Annika was Annika from the beginning. The name sounded strange in my mouth, but I said it often, to make her real for Katrina. But she was even more fragile, delicate, translucent skin stretched over bony limbs. I looked at her through clear plastic, judged her health by the sounds of the beeps. Went home and put on a good face for Katrina. Others would say, "oh, it must be so hard not to have her home." And it was, but not as much as they thought. Subconsciously, I kept some distance, I think, just to survive. When I was home, Annika was like a dream. I tried not to think about her (often unsuccessfully), lest fear overtake me. When I visited her, she was real, but not quite solid. She was light in my arms, always pale, usually quiet. Ethereal. And after almost losing her, I found it even harder to trust that she would come home.

So when she finally did come home, it all still seemed quite unreal. Newness usually does, to me. Some quirk of mine. I was juggling baby care with older sister care. Katrina remained fiery and loud, a giant next to her baby sister. She took up so much space.

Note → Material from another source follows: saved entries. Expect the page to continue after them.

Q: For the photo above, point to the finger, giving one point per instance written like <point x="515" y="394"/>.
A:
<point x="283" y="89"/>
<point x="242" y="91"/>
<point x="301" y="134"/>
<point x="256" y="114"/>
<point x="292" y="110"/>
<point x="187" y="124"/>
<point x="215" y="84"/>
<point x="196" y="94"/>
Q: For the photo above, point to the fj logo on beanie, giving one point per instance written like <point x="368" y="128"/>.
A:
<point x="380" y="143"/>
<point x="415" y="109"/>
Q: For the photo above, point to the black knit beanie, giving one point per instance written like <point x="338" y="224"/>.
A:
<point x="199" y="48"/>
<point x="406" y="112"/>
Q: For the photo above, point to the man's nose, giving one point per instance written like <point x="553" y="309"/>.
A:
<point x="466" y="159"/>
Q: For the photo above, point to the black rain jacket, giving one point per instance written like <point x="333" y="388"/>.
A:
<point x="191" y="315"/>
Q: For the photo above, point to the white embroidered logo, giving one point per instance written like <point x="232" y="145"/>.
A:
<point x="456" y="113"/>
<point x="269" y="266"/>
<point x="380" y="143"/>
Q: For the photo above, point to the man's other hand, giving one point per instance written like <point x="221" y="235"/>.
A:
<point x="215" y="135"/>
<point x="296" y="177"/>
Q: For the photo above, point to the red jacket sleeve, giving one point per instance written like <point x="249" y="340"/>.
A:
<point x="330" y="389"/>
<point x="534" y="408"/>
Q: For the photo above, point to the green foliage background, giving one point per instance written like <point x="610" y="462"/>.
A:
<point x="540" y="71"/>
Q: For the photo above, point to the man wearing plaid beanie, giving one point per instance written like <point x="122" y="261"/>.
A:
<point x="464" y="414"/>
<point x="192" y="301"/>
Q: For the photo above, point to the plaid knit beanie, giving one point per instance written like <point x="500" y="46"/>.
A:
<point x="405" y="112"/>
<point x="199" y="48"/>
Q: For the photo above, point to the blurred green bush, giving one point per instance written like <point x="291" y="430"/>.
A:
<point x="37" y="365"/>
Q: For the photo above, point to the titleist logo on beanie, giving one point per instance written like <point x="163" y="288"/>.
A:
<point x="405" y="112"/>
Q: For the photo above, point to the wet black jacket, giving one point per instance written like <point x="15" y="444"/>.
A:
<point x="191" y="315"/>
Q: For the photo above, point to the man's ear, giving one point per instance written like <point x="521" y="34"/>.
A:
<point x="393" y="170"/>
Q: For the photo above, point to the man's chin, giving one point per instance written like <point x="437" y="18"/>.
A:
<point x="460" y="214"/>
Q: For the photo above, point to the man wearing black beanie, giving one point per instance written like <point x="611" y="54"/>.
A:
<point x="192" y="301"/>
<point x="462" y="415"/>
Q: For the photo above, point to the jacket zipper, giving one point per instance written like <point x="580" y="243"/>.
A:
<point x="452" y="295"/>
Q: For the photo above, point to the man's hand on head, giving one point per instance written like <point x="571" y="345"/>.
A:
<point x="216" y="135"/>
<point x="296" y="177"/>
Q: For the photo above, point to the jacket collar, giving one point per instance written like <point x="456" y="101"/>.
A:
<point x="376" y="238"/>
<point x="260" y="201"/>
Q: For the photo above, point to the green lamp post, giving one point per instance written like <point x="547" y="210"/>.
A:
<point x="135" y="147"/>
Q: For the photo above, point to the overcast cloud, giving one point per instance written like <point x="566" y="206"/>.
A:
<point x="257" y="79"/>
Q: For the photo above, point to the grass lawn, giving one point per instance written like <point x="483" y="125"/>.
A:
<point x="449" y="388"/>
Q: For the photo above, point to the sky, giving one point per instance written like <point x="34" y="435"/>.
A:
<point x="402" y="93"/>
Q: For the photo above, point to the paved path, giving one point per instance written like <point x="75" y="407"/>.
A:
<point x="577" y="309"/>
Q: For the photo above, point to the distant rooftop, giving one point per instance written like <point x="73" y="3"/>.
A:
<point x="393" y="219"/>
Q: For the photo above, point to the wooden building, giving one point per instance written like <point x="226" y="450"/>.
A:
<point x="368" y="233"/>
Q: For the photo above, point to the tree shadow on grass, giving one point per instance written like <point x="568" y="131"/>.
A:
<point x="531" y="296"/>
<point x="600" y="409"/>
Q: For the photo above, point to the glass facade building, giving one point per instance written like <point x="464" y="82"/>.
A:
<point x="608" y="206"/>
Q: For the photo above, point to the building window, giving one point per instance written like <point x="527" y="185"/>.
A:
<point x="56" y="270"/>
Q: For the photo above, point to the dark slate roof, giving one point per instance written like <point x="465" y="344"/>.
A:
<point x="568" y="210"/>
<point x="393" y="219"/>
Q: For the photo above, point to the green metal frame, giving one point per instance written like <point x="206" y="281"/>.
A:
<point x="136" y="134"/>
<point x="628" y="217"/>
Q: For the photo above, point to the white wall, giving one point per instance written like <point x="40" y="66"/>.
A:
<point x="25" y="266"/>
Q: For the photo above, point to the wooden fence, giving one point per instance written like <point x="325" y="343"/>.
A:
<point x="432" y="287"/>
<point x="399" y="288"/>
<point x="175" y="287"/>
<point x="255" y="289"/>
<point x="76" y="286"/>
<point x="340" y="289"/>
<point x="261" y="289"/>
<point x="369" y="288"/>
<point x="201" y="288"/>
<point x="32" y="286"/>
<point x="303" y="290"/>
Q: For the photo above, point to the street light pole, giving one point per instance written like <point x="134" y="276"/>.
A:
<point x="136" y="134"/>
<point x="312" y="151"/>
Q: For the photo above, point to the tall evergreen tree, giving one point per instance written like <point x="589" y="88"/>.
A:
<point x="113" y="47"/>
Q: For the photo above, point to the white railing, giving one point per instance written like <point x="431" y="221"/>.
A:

Annika still seemed ethereal, waking only to be fed, making her thoughts known fiercely, but briefly. I held her close, or others did, trying to make up for those weeks in the warm, hard incubator. But the distance remained. In the back of my mind, I worried. Despite her hard entry into the world, she did not make the splash in my heart that Katrina had. Perhaps because I was already a mother. That shift had already occurred. Perhaps the weeks of suppressing worry, fear, and maybe? love as we drove back and forth to the hospital had taken their toll. I loved her, of course I did. But the all-encompassing surge I remembered with my first baby, well, that did not happen. A futile attempt at self-protection.

Slowly, though, Annika grew and changed. She gained weight. She now has chubby cheeks and fat legs and little creases around her wrists. Her weight in my arms, or lying on my chest, is noticeable. And one evening, last week, I held her to me, the unmistakable weight of warm baby on my chest, and everything changed. She no longer seems breakable, a translucent fairy child in a world of giants. Finally becoming solid, deepening her imprint on my heart.

Self-protection and motherhood just don't mix.